快樂小藥師 Im pharmacist nichts glücklich

Transthyretin (TTR) is an amyloidogenic protein produced by the liver. It is a transport protein for thyroxine (form of thyroid hormone) and retinol (form of vitamin A). Mutation of the TTR gene is the main cause of TTR-FAP, a rare and terminal neurodegenerative disease.

The TTR gene mutates and leads to the development of unstable TTR proteins. These proteins accumulate as amyloid fibrils and get deposited in various organs of the body, affecting the normal function of the organs.

TTR-FAP affects nearly 8,000 people across the world, most of whom are in the EU. It can affect organs such as the nerves, heart and kidneys.

Patients suffering from the disease experience loss of sensation, pain and weakness in the lower limbs, as well as severe impairment of the nervous system leading to erectile dysfunction, weight loss and urinary incontinence.

The disease is progressive wherein patients lose their ability to walk, become bedridden and are unable to take care of themselves. It usually manifests in adults in their early 30s and reaches terminal stage in about ten years.

Vyndaqel (tafamidis)

Development of vyndaqel was based on research carried out at the Scripps Research Institute. The active substance in vyndaqel is tafamidis.

It attaches to the TTR protein and prevents the mutation of the proteins and their deposition as amyloid fibrils, thus slowing the progression of the disease.

Clinical drug trials

A Phase I study was conducted to test the safety and efficacy of vyndaqel in 21 healthy Japanese and western subjects. The trial was started in July 2011 and completed in August 2011.

Two Phase II trials were conducted to assess the safety and efficacy of vyndaqel in patients with non-V30M TTR amyloidosis and V122I or wild-type TTR amyloid cardiomyopathy.

Approval of vyndaqel was based on two Phase II / III clinical trials - Fx-005 and Fx-006. Fx-005 was an 18-month randomised double-blind study carried out across eight international sites. The study tested the effect of the drug in 128 patients with TTR-FAP. The primary endpoint of the study was a measure of the Neuropathy Impairment Score - Lower Limb (NIS-LL), which is a neurologic exam of the lower limbs.

The second trial, Fx-006, was a 12-month long open-label extension study of Fx-005. Out of the 128 patients recruited for the Fx-005 study, 86 participated in the Fx-006 study.
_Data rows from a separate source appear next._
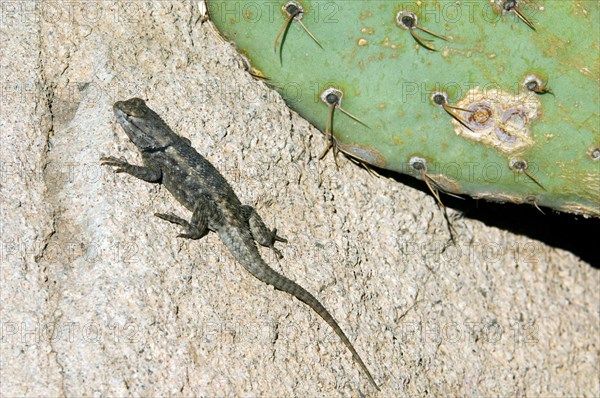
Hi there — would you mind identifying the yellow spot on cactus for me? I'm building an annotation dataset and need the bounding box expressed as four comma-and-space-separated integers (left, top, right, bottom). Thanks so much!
360, 28, 375, 35
358, 10, 373, 21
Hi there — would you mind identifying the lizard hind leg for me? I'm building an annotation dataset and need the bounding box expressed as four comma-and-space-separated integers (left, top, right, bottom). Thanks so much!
154, 201, 209, 240
242, 205, 287, 258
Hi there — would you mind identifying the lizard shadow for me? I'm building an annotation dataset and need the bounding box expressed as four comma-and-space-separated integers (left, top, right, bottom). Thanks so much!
375, 169, 600, 269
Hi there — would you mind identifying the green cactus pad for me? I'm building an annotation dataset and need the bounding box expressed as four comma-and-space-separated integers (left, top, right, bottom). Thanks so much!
207, 0, 600, 217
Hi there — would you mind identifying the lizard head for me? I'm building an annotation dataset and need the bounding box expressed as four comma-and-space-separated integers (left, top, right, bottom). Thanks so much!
113, 98, 177, 151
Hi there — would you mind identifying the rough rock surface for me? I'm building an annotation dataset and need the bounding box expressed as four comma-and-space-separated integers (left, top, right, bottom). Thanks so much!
0, 1, 600, 397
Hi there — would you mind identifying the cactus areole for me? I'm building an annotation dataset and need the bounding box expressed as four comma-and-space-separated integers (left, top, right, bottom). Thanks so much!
207, 0, 600, 217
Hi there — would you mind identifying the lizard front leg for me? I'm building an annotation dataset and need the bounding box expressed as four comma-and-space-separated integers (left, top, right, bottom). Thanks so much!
242, 205, 287, 258
100, 156, 162, 182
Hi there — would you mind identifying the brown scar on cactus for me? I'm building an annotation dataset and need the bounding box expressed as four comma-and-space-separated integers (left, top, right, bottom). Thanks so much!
523, 75, 554, 96
319, 87, 370, 166
502, 0, 536, 31
431, 91, 473, 131
273, 0, 323, 58
396, 10, 449, 51
453, 87, 540, 155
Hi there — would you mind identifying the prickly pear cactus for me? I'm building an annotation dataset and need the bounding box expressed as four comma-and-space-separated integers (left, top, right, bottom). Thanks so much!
207, 0, 600, 217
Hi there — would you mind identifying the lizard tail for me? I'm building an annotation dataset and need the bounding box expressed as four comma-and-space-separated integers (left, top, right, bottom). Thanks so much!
234, 233, 380, 391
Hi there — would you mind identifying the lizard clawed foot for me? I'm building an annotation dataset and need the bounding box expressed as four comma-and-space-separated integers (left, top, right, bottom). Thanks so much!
154, 213, 207, 240
100, 156, 129, 173
272, 228, 287, 243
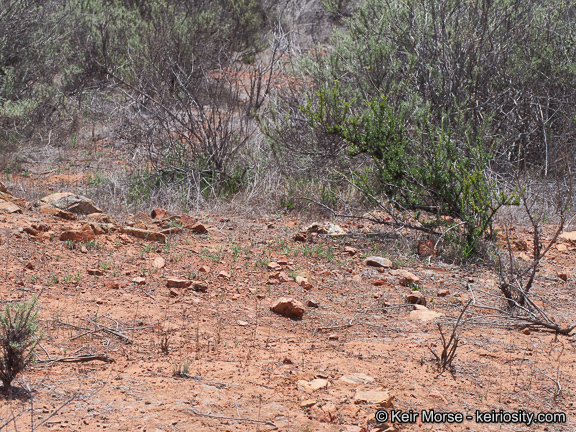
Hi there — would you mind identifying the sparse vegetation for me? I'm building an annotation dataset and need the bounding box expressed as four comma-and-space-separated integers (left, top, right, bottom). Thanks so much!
0, 298, 42, 391
0, 0, 576, 431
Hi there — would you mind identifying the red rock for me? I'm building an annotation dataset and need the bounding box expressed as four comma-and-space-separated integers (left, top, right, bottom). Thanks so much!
178, 215, 196, 228
418, 240, 436, 256
406, 291, 426, 306
88, 269, 104, 276
150, 208, 168, 219
268, 261, 282, 270
306, 299, 320, 308
192, 281, 208, 292
292, 233, 306, 243
60, 230, 95, 242
270, 297, 306, 318
514, 240, 528, 251
166, 278, 192, 288
152, 257, 166, 269
160, 227, 182, 235
120, 227, 166, 243
400, 270, 420, 286
190, 222, 208, 234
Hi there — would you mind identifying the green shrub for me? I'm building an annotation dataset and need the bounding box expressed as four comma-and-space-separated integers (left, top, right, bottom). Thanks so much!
301, 86, 515, 259
0, 298, 42, 390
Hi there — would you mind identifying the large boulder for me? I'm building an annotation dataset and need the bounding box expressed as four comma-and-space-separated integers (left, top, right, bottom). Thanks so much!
36, 192, 102, 215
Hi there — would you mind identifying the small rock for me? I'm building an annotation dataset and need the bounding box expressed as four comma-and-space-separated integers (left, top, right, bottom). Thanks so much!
418, 240, 436, 257
410, 309, 444, 322
305, 222, 328, 234
0, 202, 22, 213
270, 297, 305, 318
406, 291, 426, 306
38, 207, 76, 220
324, 223, 346, 236
152, 257, 166, 269
354, 390, 394, 406
104, 281, 120, 289
60, 230, 95, 242
514, 240, 528, 251
372, 278, 388, 286
120, 227, 166, 243
192, 281, 208, 292
277, 272, 290, 282
296, 270, 312, 282
558, 231, 576, 241
89, 222, 106, 235
344, 246, 358, 256
166, 278, 192, 288
86, 213, 115, 224
364, 256, 392, 268
268, 261, 282, 270
338, 372, 376, 384
518, 252, 532, 262
399, 271, 420, 286
190, 222, 208, 234
296, 378, 329, 393
306, 299, 320, 308
160, 227, 182, 235
150, 208, 168, 219
292, 233, 306, 243
428, 389, 448, 403
87, 269, 104, 276
341, 425, 362, 432
300, 399, 316, 408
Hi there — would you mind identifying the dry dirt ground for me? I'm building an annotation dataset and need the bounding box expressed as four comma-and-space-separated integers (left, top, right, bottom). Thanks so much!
0, 166, 576, 432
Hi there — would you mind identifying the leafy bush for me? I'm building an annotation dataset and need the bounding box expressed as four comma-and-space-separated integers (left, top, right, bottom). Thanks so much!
301, 87, 516, 258
0, 299, 42, 390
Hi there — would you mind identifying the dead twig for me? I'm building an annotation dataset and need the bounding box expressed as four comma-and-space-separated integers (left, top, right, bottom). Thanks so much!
428, 299, 472, 371
38, 354, 114, 364
86, 318, 134, 343
189, 408, 278, 428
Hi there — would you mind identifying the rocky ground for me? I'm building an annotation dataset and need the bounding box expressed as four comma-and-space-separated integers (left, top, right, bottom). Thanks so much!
0, 179, 576, 432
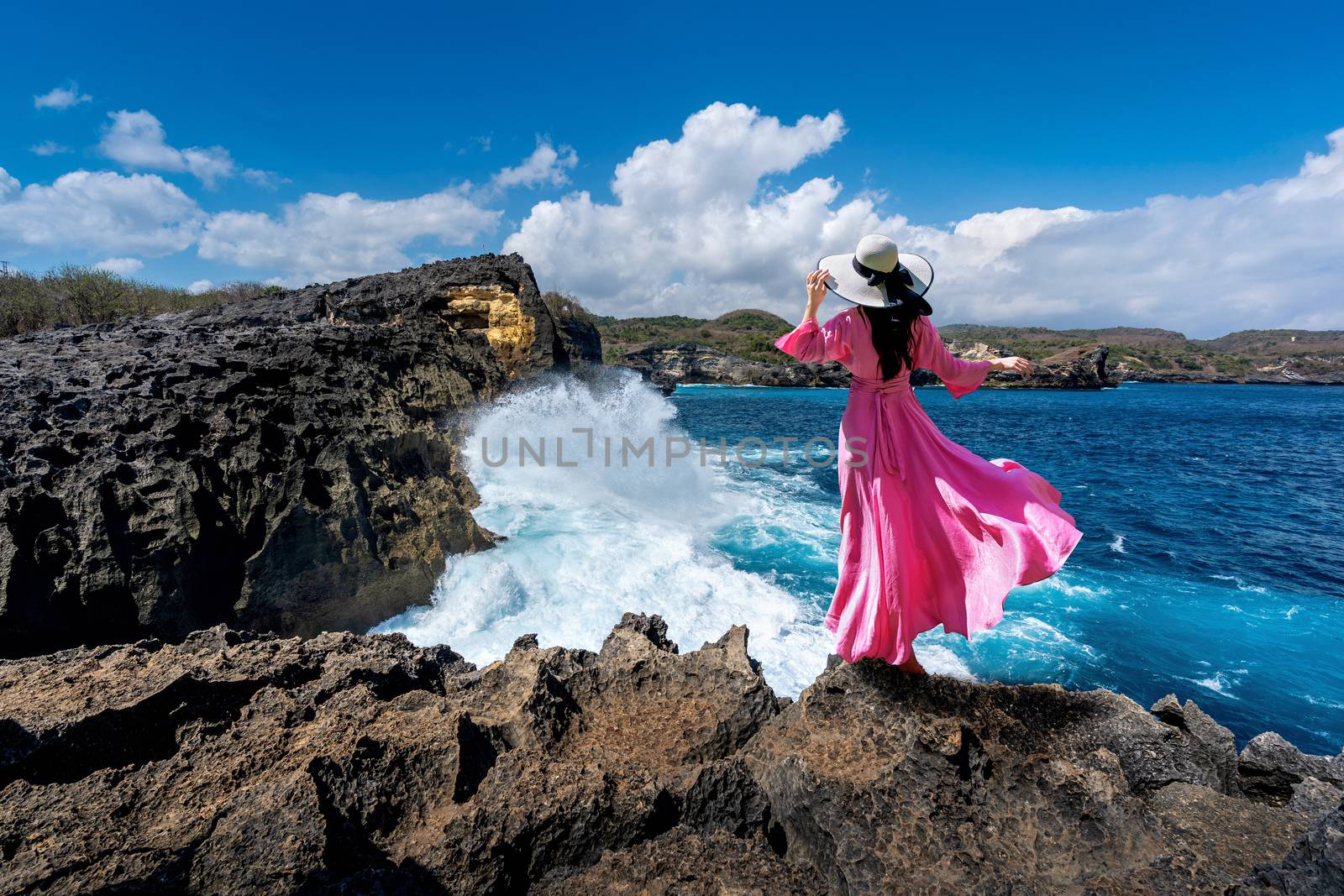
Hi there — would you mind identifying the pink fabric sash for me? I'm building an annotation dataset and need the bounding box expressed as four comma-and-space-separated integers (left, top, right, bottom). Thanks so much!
849, 372, 914, 479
The rate of change of NIS-LL was observed during the Fx-006 study.

In both the studies, vyndaqel demonstrated its ability to delay peripheral neurologic impairment when compared to placebo. In patients treated with vyndaqel, 51% to 81% less deterioration was observed in neurologic function. Vyndaqel was also effective in improving the modified body mass index of the patients. The most adverse reactions during the studies were diarrhoea, abdominal pain and urinary tract infection.
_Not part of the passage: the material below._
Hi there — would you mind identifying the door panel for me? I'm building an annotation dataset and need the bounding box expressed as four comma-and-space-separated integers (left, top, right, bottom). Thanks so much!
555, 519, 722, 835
Three long-term Phase III open-label safety and efficacy trials are currently ongoing to collect additional data about the drug.

Marketing commentary

Treatment for rare diseases such as TTR-FAP is a fast growing sector. The only treatment available for the disease is a liver transplant, which is limited by low availability of donors.

The procedure for a liver transplant is, moreover, expensive and invasive and does not always guarantee success.

Vyndaqel is the first drug in its class to be approved in the EU, where the number of people affected by TTR-FAP is high. Orphan drug designation in both the EU and the US will further strengthen vyndaqel's market position.